Original Post about this image can be found here:
http://astroanarchy.blogspot.com/2009/04/sh2-223-224-and-225-lightened-up.html
As can be seen, in Stacked and Stretched 16h H-alpha image, nearly nothing can be seen under a massive Star field.


In the next image objects can be clearly seen after a Star removal procedure.
If Stars are removed with care, no information from actual target is lost.
If there is some minor details lost during a procedure, they are placed back automaticly, when Stars are placed back to a image.


When Stars are removed, it's easy to use Levels and Curves to boost actual data. There is now no need to worry about bloating Stars.
Since Stars has no relevant color information in a Narrowband image, this method can be used. In a Broad band RGB-image stars has real colors.
The same method can be used for RGB-image as well, if Star information is handeld correctly and replaced back to an image after manipulation.

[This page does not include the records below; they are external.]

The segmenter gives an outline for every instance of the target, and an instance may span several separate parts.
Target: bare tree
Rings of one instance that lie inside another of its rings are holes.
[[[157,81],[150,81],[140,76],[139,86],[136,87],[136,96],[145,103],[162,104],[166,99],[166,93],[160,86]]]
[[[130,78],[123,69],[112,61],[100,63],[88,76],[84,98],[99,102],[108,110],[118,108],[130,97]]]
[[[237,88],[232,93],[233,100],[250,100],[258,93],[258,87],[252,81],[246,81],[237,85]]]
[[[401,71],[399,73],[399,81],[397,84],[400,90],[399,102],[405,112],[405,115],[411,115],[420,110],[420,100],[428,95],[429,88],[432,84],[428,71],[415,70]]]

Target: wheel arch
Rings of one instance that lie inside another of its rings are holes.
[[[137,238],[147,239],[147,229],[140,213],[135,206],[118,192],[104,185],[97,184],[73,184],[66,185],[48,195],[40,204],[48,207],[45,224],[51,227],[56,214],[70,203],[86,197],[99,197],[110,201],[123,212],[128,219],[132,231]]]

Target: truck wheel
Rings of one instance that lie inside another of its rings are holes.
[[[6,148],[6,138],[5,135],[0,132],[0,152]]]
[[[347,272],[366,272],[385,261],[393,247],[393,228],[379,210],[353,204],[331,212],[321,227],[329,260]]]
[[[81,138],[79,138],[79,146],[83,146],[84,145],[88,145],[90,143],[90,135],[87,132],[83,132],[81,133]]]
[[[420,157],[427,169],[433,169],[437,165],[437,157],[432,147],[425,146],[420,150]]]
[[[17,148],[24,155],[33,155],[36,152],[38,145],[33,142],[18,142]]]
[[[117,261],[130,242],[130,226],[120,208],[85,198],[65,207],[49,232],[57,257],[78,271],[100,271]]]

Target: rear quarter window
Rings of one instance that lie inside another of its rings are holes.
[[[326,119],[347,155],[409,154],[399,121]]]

Stars are placed back as a "Screen mode" under the PhotoShop


A "Color Map", from S-II, H-a, and O-III channels (Starless)

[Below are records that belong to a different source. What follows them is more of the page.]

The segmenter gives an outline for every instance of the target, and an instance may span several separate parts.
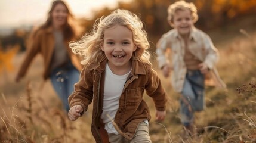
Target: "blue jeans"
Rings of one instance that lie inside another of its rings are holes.
[[[53,88],[62,101],[64,109],[69,111],[69,96],[74,91],[74,84],[78,82],[80,73],[69,62],[64,67],[53,70],[50,79]]]
[[[185,126],[193,124],[194,112],[205,107],[205,77],[199,70],[188,70],[181,91],[180,114]]]

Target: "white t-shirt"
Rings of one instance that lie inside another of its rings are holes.
[[[114,120],[118,110],[120,96],[131,71],[124,75],[116,75],[111,71],[107,63],[105,71],[103,108],[101,118],[105,123],[105,129],[108,133],[118,135],[119,133],[115,129],[112,120]]]

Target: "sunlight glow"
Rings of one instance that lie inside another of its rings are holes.
[[[118,1],[132,0],[66,0],[71,11],[78,18],[91,18],[97,11],[115,8]],[[0,28],[14,27],[44,22],[53,0],[0,1]]]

This image has all the color information from the Starless channels combined to a HST-palette.
I call it to a "Color Map".
In HST-color palette, the idea is balance colors so, that no line is dominatring the color scheme.
Usually the H-a is the strongest channel and HST images tend to have a strong Green cast doe that.
With this method, channels are easy to stretch equal, since there is no stars to worry about.
Very weak signal can be used, but it's allways better to have enough signal to work with.


A final image

The final image combined from a Tone Map and Color Map images.
As can be seen in a image, there is no Purple halos around stars, as typically seen in a HST-palette images, doe the strong stretching usually needed for a weaker channels.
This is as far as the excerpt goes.